Objective: To give an overview of the evaluation of the modified diet history applied in the SENECA study (Survey in Europe on Nutrition and the Elderly; a Concerted Action).
Design: Nineteen centres in 12 countries participated at baseline. Nine of these SENECA centres conducted a repeat measurement scheme in elderly people born between 1913 and 1918. These longitudinal centres included 100 subjects per sex per site.
Methods: The relative validity of the method was tested by comparing results of the modified diet history with results obtained from a weighed record in 82 subjects. In the follow-up we compared changes in energy intake with changes in body weight and calculated the physical activity ratio in all longitudinal centres. In SENECA's finale we examined the predictive value of dietary patterns observed at baseline for survival 10 years later, making use of the original and an adapted Mediterranean Diet Score.

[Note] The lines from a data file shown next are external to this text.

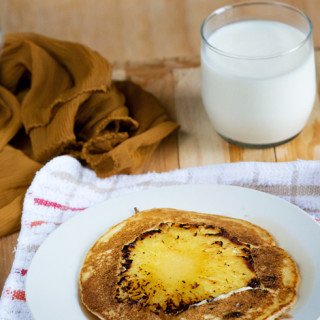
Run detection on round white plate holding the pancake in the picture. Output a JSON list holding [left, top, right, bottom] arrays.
[[26, 185, 320, 320]]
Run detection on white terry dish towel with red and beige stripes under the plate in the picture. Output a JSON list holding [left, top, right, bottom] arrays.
[[0, 156, 320, 320]]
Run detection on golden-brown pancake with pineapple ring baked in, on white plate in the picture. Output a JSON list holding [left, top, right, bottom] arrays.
[[79, 209, 299, 320]]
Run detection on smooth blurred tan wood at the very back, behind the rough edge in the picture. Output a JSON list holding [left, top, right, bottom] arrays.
[[0, 0, 320, 62]]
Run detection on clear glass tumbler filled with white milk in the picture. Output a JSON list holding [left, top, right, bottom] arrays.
[[201, 1, 316, 147]]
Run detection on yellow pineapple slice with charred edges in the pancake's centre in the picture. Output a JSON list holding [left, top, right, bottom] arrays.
[[116, 223, 255, 314]]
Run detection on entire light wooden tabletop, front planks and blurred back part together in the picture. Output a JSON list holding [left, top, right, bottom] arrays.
[[0, 0, 320, 296]]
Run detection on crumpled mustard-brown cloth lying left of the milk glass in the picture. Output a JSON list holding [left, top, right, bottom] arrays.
[[0, 33, 177, 236]]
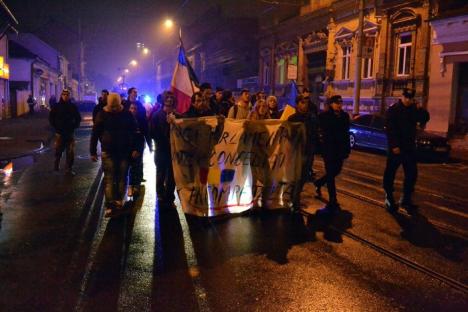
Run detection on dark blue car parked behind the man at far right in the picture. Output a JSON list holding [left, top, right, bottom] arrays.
[[349, 114, 451, 158]]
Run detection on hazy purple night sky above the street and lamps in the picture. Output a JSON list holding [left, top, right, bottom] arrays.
[[5, 0, 300, 89]]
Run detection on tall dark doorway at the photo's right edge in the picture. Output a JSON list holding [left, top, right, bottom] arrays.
[[454, 63, 468, 135]]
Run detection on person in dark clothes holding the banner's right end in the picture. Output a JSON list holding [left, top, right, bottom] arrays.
[[288, 95, 316, 211]]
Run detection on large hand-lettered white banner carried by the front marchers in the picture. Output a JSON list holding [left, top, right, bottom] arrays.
[[171, 117, 305, 216]]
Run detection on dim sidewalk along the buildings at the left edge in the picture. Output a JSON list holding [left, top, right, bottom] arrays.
[[0, 110, 53, 161]]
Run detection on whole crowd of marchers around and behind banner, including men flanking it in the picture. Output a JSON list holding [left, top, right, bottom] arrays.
[[50, 83, 429, 216]]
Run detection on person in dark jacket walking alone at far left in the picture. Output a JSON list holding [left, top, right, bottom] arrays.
[[49, 89, 81, 175]]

Results: The modified diet history overestimated intake, compared with the weighed record. However, the physical activity ratio and an in-depth study in a metabolic room indicated that the diet history rather underestimated energy intake. We did not find a relationship between changes in energy intake and changes in body weight, but this could be explained by the fact that most likely we did not measure intake in the dynamic phase of body weight change. Based on the adapted Mediterranean Diet Score, the study results showed a positive relation between a healthy diet and survival.
Conclusion: We conclude that the modified diet history has given sufficiently reliable results for the purposes of the study.